The historical precedent of intelligence agencies using personal information to target individuals added weight to these concerns. The FBI under J. Edgar Hoover had systematically collected embarrassing information on political figures and activists for decades. Mandating the creation of a database containing the complete internet histories of hundreds of millions of Americans would provide surveillance capabilities that Cold War-era secret police services could not have imagined.
Bipartisan Silence on Privacy Implications
The bill attracted 25 co-sponsors, including legislators who publicly identified as defenders of individual privacy rights. The Justice Department under Attorney General Eric Holder, ostensibly sympathetic to civil liberties concerns, supported rather than opposed the measure.
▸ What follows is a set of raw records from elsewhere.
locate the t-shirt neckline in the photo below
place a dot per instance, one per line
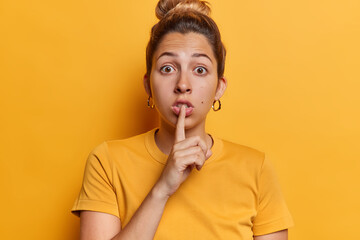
(161, 157)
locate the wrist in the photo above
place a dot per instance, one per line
(159, 192)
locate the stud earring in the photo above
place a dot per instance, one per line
(218, 107)
(152, 105)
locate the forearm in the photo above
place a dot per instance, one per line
(145, 221)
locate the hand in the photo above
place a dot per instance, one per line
(186, 154)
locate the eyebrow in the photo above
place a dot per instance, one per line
(171, 54)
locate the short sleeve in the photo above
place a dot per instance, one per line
(272, 212)
(97, 192)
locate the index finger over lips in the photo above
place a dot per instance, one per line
(180, 125)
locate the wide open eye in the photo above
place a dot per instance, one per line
(200, 70)
(167, 69)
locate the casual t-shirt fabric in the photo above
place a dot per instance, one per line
(234, 196)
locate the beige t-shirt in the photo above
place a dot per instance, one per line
(234, 196)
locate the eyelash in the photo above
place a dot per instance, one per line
(162, 69)
(200, 67)
(166, 66)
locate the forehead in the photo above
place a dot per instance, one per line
(187, 43)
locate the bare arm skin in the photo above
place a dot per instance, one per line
(280, 235)
(185, 155)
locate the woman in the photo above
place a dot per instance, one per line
(177, 181)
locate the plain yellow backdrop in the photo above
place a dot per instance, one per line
(71, 77)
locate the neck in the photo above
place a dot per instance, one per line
(165, 136)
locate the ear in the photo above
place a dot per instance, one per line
(146, 82)
(222, 84)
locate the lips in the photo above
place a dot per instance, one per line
(177, 105)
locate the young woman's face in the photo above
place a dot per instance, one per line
(184, 71)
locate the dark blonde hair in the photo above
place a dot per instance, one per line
(184, 17)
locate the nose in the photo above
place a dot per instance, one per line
(183, 84)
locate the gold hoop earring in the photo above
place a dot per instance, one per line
(152, 104)
(219, 106)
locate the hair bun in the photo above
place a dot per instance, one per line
(165, 6)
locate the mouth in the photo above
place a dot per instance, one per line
(177, 106)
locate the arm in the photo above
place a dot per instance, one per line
(280, 235)
(143, 225)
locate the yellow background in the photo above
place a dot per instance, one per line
(71, 77)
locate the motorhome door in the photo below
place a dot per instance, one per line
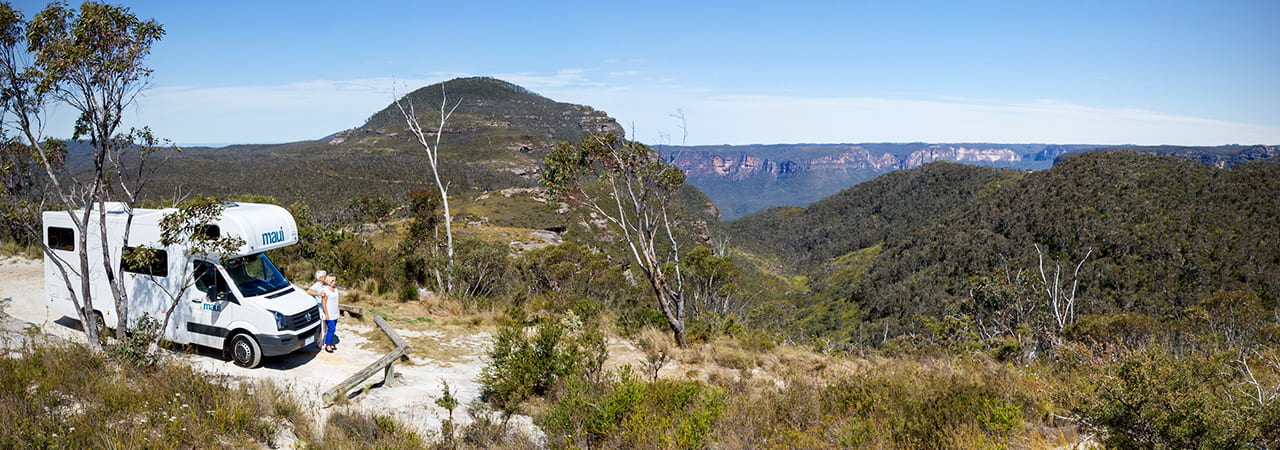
(208, 302)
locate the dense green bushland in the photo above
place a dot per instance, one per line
(67, 396)
(1161, 234)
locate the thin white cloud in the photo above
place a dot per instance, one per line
(309, 110)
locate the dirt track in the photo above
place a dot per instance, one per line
(309, 372)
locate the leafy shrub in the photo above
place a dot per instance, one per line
(629, 413)
(521, 367)
(1153, 398)
(135, 345)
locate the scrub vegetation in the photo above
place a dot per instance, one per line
(1118, 298)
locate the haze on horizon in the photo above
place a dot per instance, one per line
(1097, 72)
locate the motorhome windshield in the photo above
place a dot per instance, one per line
(255, 275)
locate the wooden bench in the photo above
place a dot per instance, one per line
(387, 364)
(350, 310)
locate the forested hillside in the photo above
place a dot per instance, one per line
(1161, 234)
(496, 138)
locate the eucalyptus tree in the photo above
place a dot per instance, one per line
(630, 188)
(92, 60)
(433, 159)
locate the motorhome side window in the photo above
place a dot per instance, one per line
(211, 283)
(60, 238)
(145, 261)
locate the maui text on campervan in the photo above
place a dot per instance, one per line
(240, 303)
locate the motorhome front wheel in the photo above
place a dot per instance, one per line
(245, 352)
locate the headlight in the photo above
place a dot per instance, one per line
(279, 320)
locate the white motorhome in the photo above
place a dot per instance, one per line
(240, 304)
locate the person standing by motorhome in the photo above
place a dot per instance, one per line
(316, 292)
(330, 311)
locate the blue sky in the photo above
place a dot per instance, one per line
(780, 72)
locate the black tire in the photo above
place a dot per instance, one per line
(245, 350)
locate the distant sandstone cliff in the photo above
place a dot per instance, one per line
(739, 165)
(744, 179)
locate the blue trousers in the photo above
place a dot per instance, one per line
(328, 331)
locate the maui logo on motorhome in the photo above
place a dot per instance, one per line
(273, 237)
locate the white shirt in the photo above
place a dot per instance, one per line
(330, 303)
(316, 288)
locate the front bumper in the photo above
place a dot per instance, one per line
(284, 344)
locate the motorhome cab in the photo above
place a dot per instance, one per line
(240, 304)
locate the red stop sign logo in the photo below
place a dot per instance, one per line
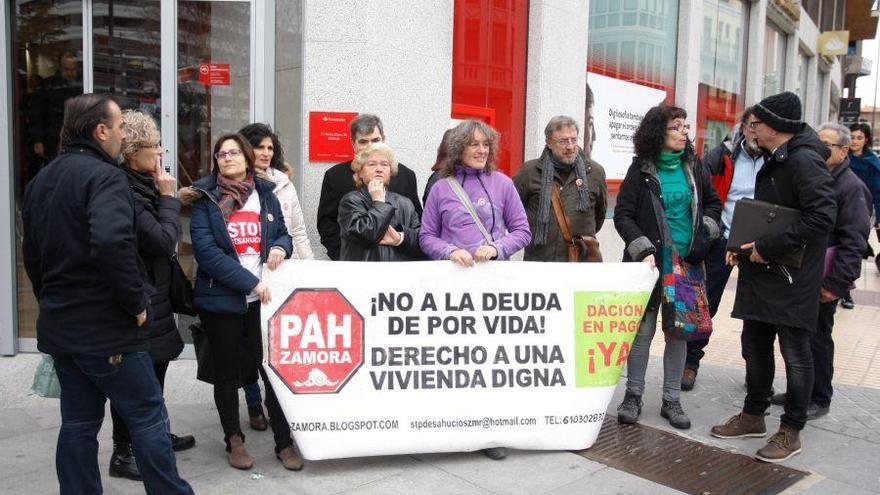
(316, 341)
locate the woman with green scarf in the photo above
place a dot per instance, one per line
(667, 214)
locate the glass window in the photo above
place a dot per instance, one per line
(288, 78)
(722, 56)
(648, 48)
(774, 60)
(803, 70)
(47, 69)
(127, 50)
(489, 71)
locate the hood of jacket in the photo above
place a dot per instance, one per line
(803, 140)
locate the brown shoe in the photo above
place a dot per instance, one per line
(688, 378)
(740, 426)
(290, 458)
(238, 456)
(257, 418)
(781, 446)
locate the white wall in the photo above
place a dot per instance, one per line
(557, 67)
(366, 58)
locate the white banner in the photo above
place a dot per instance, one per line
(618, 109)
(398, 358)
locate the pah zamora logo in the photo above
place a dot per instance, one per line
(316, 341)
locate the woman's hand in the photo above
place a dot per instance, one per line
(485, 253)
(276, 256)
(262, 291)
(461, 257)
(391, 237)
(376, 188)
(166, 182)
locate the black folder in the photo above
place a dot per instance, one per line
(753, 219)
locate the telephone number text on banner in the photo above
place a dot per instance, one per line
(400, 358)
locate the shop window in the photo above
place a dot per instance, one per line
(722, 57)
(489, 70)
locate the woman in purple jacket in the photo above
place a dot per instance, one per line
(448, 228)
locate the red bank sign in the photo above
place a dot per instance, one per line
(316, 341)
(329, 136)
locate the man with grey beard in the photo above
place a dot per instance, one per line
(733, 165)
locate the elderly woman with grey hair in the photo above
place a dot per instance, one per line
(157, 213)
(376, 224)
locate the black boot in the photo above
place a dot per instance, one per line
(122, 463)
(182, 443)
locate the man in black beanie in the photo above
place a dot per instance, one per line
(773, 299)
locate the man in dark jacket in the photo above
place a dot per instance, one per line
(774, 299)
(366, 129)
(582, 192)
(733, 166)
(843, 263)
(80, 252)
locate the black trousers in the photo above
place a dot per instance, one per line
(822, 347)
(757, 347)
(717, 275)
(120, 429)
(237, 348)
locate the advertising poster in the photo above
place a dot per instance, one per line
(397, 358)
(618, 107)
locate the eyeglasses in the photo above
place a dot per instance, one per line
(221, 155)
(564, 141)
(157, 146)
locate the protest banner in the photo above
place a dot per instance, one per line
(397, 358)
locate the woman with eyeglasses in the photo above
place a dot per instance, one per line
(865, 163)
(237, 225)
(667, 214)
(157, 213)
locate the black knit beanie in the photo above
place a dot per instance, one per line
(781, 112)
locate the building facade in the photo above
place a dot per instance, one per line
(206, 67)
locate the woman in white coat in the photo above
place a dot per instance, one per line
(269, 160)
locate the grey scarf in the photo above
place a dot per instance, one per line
(549, 166)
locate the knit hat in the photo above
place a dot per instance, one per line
(781, 112)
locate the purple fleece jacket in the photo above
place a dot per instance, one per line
(447, 225)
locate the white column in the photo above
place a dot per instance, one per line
(755, 52)
(687, 63)
(358, 57)
(8, 291)
(556, 77)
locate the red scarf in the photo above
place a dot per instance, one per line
(233, 193)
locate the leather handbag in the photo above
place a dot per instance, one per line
(584, 248)
(181, 291)
(753, 219)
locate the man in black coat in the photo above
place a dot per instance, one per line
(778, 300)
(843, 264)
(366, 129)
(80, 252)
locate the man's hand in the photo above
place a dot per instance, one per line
(462, 257)
(755, 257)
(826, 295)
(391, 237)
(262, 291)
(276, 256)
(141, 318)
(485, 253)
(376, 188)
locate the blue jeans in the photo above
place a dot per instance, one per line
(131, 385)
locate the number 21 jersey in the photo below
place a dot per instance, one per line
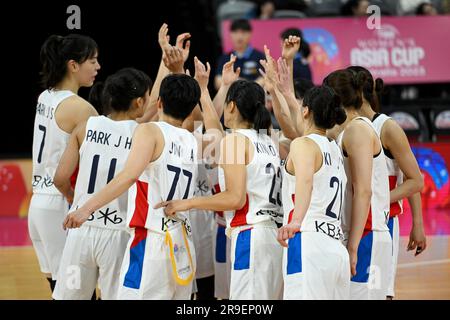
(329, 183)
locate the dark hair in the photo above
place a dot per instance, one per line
(372, 89)
(420, 10)
(96, 97)
(347, 8)
(58, 50)
(250, 99)
(124, 86)
(305, 49)
(179, 94)
(325, 106)
(240, 24)
(348, 85)
(301, 86)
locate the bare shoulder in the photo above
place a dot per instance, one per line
(76, 103)
(303, 145)
(358, 130)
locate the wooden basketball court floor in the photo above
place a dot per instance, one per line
(426, 276)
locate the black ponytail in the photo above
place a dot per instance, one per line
(325, 106)
(57, 51)
(372, 89)
(250, 98)
(262, 120)
(96, 97)
(124, 86)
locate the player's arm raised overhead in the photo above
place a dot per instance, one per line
(69, 161)
(141, 153)
(303, 154)
(280, 107)
(163, 71)
(358, 143)
(228, 77)
(289, 50)
(234, 196)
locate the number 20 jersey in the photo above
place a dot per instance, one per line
(49, 141)
(329, 183)
(103, 155)
(170, 177)
(263, 198)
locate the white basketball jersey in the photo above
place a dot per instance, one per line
(263, 198)
(324, 211)
(379, 203)
(103, 154)
(395, 174)
(49, 141)
(170, 177)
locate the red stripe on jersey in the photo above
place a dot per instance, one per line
(368, 226)
(292, 211)
(395, 208)
(240, 216)
(217, 190)
(139, 235)
(141, 205)
(73, 178)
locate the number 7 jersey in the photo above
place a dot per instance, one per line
(103, 154)
(329, 183)
(49, 141)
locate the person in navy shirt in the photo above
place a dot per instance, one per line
(301, 65)
(247, 56)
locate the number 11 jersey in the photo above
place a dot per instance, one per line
(103, 154)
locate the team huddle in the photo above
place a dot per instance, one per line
(155, 195)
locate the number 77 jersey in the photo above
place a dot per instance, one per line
(170, 177)
(329, 183)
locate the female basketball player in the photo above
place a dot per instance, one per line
(159, 261)
(68, 63)
(366, 200)
(316, 264)
(249, 181)
(100, 147)
(405, 178)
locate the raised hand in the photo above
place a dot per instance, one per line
(284, 72)
(270, 73)
(290, 48)
(202, 74)
(163, 37)
(228, 74)
(184, 46)
(173, 59)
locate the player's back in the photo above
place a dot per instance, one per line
(49, 141)
(324, 211)
(263, 198)
(379, 204)
(394, 172)
(170, 177)
(103, 154)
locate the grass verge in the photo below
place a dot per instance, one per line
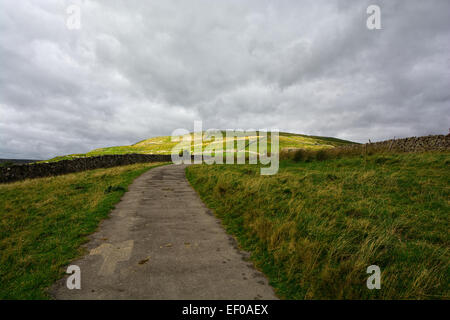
(44, 222)
(316, 226)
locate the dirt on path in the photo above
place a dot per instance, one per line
(162, 242)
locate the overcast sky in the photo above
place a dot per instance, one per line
(138, 69)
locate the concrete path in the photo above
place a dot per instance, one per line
(161, 242)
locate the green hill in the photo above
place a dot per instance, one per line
(164, 145)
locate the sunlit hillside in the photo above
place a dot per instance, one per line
(164, 145)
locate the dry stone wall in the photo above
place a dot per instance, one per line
(37, 170)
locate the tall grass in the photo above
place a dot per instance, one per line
(43, 223)
(316, 226)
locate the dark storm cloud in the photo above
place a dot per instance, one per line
(137, 69)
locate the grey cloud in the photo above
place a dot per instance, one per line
(138, 69)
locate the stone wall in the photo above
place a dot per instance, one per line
(37, 170)
(412, 144)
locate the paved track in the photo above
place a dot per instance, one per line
(161, 242)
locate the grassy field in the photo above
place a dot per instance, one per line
(43, 223)
(164, 145)
(316, 226)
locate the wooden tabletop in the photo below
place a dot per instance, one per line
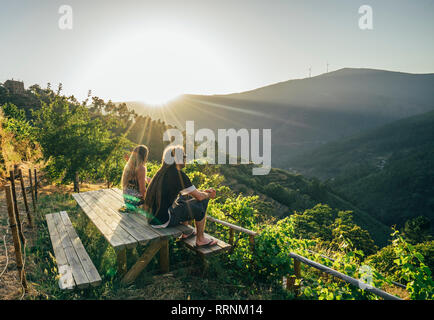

Despite rhetoric about government overreach from across the political spectrum, there was little organized opposition.
Julian Sanchez of the Cato Institute captured the broader concern, writing that in an era when unprecedented quantities of personal information are stored electronically and retrievable instantly, “internal checks on the government’s power to comb those digital databases are more important than ever.” Without a willingness to draw firm boundaries, he warned, privacy would “slip away one tweak at a time.”
The bill had not yet gone before the full House, but its committee passage demonstrated how quickly broadly invasive surveillance powers could advance through the legislative process when attached to the politically powerful cause of child protection.